A
CHILLES WATCHED ME APPROACH, RUNNING SO HARD
my breaths carried the taste of blood onto my tongue. I wept, my chest shaking, my throat rubbed raw. He would be hated now. No one would remember his glory, or his honesty, or his beauty; all his gold would be turned to ashes and ruin.
“What has happened?” he asked. His brow was drawn deep in concern.
Did he truly not know?
“They are dying,” I choked out. “All of them. The Trojans are in the camp; they are burning the ships. Ajax is wounded, there is no one left but you to save them.”
His face had gone cold as I spoke. “If they are dying, it is Agamemnon’s fault. I told him what would happen if he took my honor.”
“Last night he offered—”
He made a noise in his throat. “He offered nothing. Some tripods, some armor. Nothing to make right his insult, or to admit his wrong.
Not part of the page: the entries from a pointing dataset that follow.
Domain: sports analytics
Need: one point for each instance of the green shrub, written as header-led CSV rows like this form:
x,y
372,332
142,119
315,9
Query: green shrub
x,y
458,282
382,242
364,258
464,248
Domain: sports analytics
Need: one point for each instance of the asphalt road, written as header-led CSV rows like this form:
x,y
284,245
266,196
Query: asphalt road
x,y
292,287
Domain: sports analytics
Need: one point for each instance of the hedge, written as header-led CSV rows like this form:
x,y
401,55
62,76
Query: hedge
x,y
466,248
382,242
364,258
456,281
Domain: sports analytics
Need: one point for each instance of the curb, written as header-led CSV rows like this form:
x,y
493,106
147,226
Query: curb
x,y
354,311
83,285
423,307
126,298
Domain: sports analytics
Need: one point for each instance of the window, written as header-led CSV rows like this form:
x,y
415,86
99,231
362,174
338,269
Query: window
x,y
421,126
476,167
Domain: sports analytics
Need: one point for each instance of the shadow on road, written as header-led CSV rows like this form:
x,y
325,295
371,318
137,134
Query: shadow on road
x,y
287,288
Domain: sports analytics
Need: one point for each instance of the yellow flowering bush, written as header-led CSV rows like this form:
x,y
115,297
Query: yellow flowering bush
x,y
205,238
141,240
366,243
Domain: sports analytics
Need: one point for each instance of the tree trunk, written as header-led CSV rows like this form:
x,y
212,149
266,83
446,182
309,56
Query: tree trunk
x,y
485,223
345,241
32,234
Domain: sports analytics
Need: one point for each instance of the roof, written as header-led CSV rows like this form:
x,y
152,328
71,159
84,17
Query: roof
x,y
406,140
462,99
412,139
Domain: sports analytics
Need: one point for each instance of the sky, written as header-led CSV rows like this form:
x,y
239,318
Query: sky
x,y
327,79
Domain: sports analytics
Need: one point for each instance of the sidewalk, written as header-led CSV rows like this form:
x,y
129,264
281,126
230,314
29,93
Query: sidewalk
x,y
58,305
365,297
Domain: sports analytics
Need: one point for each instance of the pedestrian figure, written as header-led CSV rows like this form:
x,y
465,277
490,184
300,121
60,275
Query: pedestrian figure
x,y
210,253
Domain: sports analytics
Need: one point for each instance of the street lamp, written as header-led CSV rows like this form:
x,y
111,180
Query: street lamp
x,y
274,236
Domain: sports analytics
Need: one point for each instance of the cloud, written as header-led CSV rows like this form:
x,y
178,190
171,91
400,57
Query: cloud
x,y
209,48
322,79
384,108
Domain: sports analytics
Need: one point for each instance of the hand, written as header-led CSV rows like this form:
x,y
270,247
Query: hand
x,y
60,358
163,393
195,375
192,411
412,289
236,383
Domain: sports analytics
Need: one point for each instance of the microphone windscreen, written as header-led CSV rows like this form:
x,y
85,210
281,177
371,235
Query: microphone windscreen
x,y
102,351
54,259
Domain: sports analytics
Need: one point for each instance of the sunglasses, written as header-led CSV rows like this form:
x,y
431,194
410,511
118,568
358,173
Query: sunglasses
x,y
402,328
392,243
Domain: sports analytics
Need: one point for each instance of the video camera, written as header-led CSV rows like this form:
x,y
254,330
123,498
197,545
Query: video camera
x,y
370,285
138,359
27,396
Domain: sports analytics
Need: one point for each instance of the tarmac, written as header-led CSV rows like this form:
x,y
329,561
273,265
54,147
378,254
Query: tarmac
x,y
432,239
I have saved him time and again, his army, his life.” His voice was thick with barely restrained anger. “Odysseus may lick his boots, and Diomedes, and all the rest, but I will not.”
“He is a disgrace.” I clutched at him, like a child. “I know it, and all the men know it too. You must forget him. It is as you said; he will doom himself. But do not blame them for his fault. Do not let them die, because of his madness. They have loved you, and honored you.”
“Honored me? Not one of them stood with me against Agamemnon. Not one of them spoke for me.” The bitterness in his tone shocked me. “They stood by and let him insult me. As if he were right! I toiled for them for ten years, and their repayment is to discard me.” His eyes had gone dark and distant. “They have made their choice. I shed no tears for them.”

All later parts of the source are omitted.